The study aims to examine the association between health service use and diarrhoea management approaches among children aged 0–5 years in Nepal using nationally representative data from the Nepal Demographic and Health Survey (NDHS) for the years 2001, 2006 and 2011.

Researchers also provide insights into the three main diarrhoeal management approaches used by Nepalese government in order to be able to recommend the changes necessary for the successful implementation of the national diarrheal disease control program.

Diarrhoea among children under-five is a serious public health problem in many developing countries, including Nepal. This study aimed to examine the association between health service utilization and diarrhoea management approaches among children under-five years in Nepal.

The combined 2001, 2006 and 2011 Nepal Demographic and Health Survey (NDHS) data sets were examined and the sample included 2,655 children aged 0–59 months who had diarrhoea 2-weeks prior to the each survey.

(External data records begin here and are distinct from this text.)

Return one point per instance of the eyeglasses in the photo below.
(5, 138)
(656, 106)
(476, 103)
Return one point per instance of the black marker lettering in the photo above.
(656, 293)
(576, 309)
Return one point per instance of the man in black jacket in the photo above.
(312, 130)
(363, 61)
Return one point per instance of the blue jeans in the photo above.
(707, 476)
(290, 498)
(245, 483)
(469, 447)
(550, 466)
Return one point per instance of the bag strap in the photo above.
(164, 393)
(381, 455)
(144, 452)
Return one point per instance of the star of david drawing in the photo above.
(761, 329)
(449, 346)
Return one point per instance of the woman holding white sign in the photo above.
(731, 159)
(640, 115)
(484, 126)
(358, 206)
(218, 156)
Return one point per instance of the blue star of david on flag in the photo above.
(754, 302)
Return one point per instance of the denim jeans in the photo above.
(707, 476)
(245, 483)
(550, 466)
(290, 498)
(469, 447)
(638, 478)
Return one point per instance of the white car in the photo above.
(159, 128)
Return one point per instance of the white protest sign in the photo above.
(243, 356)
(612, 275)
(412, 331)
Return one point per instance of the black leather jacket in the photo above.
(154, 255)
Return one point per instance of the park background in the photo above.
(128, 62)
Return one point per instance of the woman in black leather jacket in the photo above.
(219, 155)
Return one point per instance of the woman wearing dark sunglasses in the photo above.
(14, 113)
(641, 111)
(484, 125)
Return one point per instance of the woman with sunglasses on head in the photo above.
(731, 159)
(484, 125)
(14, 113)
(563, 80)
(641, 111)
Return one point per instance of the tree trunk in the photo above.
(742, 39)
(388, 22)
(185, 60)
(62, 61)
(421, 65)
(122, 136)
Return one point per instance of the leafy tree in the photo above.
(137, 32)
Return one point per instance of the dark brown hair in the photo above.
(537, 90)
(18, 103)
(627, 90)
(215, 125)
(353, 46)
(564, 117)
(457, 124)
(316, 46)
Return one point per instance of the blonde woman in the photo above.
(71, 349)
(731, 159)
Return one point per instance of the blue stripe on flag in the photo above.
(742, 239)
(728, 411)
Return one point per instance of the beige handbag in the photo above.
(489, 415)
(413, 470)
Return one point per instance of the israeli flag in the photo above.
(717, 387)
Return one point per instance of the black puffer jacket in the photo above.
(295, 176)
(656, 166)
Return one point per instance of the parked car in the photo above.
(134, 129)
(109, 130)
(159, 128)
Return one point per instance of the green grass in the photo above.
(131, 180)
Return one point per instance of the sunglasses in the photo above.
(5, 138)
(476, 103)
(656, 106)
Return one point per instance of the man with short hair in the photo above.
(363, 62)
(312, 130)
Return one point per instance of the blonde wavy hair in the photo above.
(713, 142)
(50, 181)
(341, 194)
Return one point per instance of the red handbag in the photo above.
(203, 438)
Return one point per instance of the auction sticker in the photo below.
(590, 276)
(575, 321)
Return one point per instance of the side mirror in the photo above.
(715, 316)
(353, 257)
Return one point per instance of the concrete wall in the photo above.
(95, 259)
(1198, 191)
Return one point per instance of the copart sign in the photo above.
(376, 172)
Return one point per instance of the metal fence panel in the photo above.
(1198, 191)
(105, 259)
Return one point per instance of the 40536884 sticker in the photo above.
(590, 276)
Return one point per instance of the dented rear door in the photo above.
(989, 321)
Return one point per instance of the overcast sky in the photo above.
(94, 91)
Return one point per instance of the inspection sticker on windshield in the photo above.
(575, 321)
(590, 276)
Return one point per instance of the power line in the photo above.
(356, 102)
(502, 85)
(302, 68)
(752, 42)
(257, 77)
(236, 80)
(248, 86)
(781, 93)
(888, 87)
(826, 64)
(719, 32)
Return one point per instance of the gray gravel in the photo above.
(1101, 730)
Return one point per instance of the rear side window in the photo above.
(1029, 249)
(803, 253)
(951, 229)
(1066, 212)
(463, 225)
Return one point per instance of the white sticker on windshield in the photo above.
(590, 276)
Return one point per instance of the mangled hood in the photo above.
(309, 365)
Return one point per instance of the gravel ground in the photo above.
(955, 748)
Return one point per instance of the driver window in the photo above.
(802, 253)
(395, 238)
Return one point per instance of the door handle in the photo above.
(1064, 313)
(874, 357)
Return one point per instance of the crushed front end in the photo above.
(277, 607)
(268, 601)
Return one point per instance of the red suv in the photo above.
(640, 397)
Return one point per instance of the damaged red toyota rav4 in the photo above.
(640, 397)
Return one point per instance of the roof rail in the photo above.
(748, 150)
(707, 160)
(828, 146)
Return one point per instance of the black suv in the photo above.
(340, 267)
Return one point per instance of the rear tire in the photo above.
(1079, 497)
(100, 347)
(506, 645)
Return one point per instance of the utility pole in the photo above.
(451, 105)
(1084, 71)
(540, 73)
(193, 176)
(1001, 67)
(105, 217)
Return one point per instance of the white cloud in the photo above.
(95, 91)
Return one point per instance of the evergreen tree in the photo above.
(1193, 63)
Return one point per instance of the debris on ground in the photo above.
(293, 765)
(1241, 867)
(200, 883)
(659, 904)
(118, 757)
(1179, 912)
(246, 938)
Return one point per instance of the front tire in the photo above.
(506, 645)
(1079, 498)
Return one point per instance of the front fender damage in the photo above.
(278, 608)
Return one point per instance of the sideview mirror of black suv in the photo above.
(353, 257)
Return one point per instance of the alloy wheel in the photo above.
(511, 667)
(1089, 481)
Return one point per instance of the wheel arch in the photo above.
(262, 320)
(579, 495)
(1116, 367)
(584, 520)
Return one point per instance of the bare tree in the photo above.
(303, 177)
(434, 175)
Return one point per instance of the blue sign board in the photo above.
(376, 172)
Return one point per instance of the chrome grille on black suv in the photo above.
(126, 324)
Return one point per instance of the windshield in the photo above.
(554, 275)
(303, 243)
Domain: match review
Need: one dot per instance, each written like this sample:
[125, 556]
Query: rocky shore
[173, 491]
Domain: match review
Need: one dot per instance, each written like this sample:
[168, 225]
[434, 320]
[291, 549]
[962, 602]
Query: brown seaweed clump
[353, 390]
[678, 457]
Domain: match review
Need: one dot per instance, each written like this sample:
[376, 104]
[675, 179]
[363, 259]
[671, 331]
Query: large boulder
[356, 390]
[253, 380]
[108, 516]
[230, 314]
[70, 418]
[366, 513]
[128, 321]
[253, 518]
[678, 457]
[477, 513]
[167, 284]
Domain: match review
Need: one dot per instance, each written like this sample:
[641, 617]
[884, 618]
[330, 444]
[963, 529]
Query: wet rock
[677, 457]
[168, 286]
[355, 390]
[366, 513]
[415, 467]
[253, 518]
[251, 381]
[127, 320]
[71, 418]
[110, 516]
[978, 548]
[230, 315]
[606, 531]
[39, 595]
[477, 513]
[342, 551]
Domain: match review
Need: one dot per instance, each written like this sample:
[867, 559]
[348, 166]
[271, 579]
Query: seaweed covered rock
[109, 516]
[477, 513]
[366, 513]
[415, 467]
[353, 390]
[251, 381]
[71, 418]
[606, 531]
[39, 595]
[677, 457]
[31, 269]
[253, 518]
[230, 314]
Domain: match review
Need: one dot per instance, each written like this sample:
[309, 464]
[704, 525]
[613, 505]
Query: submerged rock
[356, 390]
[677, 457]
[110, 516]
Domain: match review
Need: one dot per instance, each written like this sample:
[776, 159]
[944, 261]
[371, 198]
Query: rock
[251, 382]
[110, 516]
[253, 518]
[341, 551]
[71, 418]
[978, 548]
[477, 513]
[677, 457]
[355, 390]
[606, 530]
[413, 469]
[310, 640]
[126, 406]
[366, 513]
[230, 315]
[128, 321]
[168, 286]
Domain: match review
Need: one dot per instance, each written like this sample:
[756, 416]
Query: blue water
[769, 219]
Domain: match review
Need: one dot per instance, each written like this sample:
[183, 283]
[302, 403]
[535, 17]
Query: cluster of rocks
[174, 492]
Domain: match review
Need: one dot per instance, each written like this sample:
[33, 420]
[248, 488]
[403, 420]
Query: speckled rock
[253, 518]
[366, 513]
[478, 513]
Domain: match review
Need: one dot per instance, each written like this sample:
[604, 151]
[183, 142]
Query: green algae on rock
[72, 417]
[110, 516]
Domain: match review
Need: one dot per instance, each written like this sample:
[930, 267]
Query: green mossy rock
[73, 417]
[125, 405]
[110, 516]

Multilevel logistic regression analyses that adjust for clustering and sampling weight were used to examine the association between health service utilization and diarrhoea management approaches (Oral Rehydration Solution, increased fluids and/or continued feeding).

The prevalence of extra fluids decreased significantly from 27% in 2001 to 15% in 2011 while that of ORS increased significantly from 32% in 2001 to 40% in 2011.

The prevalence of continued feeding fluctuated between 83–89%. Multivariate analysis revealed that caregivers whose children received treatment or advice from health care providers during diarrhoea were 5.78 times more likely to treat diarrhoea with Oral Rehydration Solution (ORS) [adjusted Odds Ratio (aOR) 5.78, 95% confidence interval (CI) 4.50, 7.44], 1.56 (aOR 1.56, 95% CI 1.19, 2.05) times more likely to offer extra fluids, and 2.25 (aOR 2.25, 95% CI 1.50, 3.39) times more likely to use continued feeding than those who did not seek advice.

The study  findings indicate that health service utilization significantly improves diarrhoea management among under-five children. However, a broader national diarrhoeal disease control program to further reduce diarrhoea-related morbidity and mortality in Nepal should focus on educating caregivers about the importance of the use of ORS as well as increase fluid intake to children under-five years with diarrhoea.